By Rabeea Wajeeha, Contributor
On May 6, 2009, negotiations for the Canada-European Union Comprehensive Economic and Trade Agreement (CETA) were launched. The trade talks have progressed very rapidly and quietly until recently. Thus far, two official rounds of negotiations have been completed (in October 2009 and January 2010), while the aim is to close negations by 2011.
Considering the impact this agreement will have on public policy in Canada and the broad scope of this agreement, many feel that considerable public debate is warranted. Yet both the media and our elected officials have reported little of these talks thus far.
For the first time ever, provincial governments are invited to directly participate in the negotiations. Meanwhile, the agreement will cover such topics as greater protection for foreign investors, competition policy, simplifying or removing regulatory barriers to imported goods, reduction of tariffs, regulatory cooperation, government procurement, opportunities for cross-border sales of services and sustainable development.
This agreement is said to be more ambitious than WTO and NAFTA and will protect corporate activities from government control. Proponents of this agreement, seek to promote cooperation on key regulatory, labour and environmental topics, along with removal of trade barriers. This would open up a highly attractive multi-trillion dollar foreign market for businesses. In fact, CETA would decrease Canada’s dependence on the US and proposes to provide Canada with an excellent opportunity to develop and diversify trade with the European Union.
However, the lack of transparency around these talks is preventing meaningful public debate on this agreement.
A draft consolidated text was leaked by the Trade Justice Network (a group of social justice, labour, environmental and other civil society organizations), on April 19, 2010, in the hopes of sparking a much need public debate about the effects this agreement would have on various public policy areas. Members of this organization suggest that, “The Canada-E.U. (CETA) negotiations are based on commitments to place corporate rights before social and economic justice, democratic control, and ecological sustainability.”
The government procurement market has been one of the EU’s top priorities in these negotiations. This is a major cause for concern as the biggest purchasers of goods and services are mainly provincial and municipal governments that use tax dollars for economic and social development.

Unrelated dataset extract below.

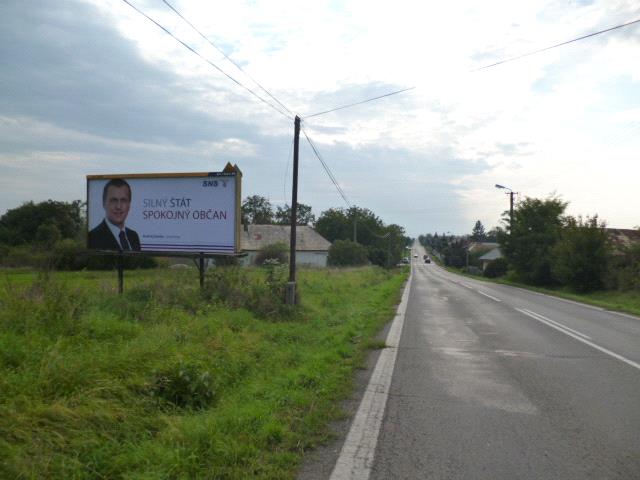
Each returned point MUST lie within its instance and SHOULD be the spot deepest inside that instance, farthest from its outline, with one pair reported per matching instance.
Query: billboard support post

This agreement would take away their power by opening public service contracts to international competition.
A study by Scott Sinclair, senior research fellow at the Canadian Centre for Policy Alternatives, outlines how the European Union is taking advantage of Canada’s weaker bargaining position in these negotiations.
“These talks are really about the role of government and driving domestic restructuring as we are the weaker party in this negotiation,” Scott Sinclair explains, on April 19, 2010, at the press conference held by the Trade Justice Network. He concludes that European companies are seeking unconditional access to provincial and municipal procurement markets.
CETA will have a sizeable impact on Canadian culture and social structure, as this agreement is also looking for increased foreign ownership and control of our telecommunications sector, which would have a lasting impact on the Canadian intellectual property legislation. Other proposals include changes to the public services and social procurement, food sovereignty, manufacturing industry, public postal services and numerous other public sectors.
It’s clear why the European Union is pursuing this agreement; it currently has a trade deficit with the rest of the world and is aggressively seeking open foreign markets. Accordingly, this agreement will help set the terms of global trade in its favour, but is it at Canada’s expense?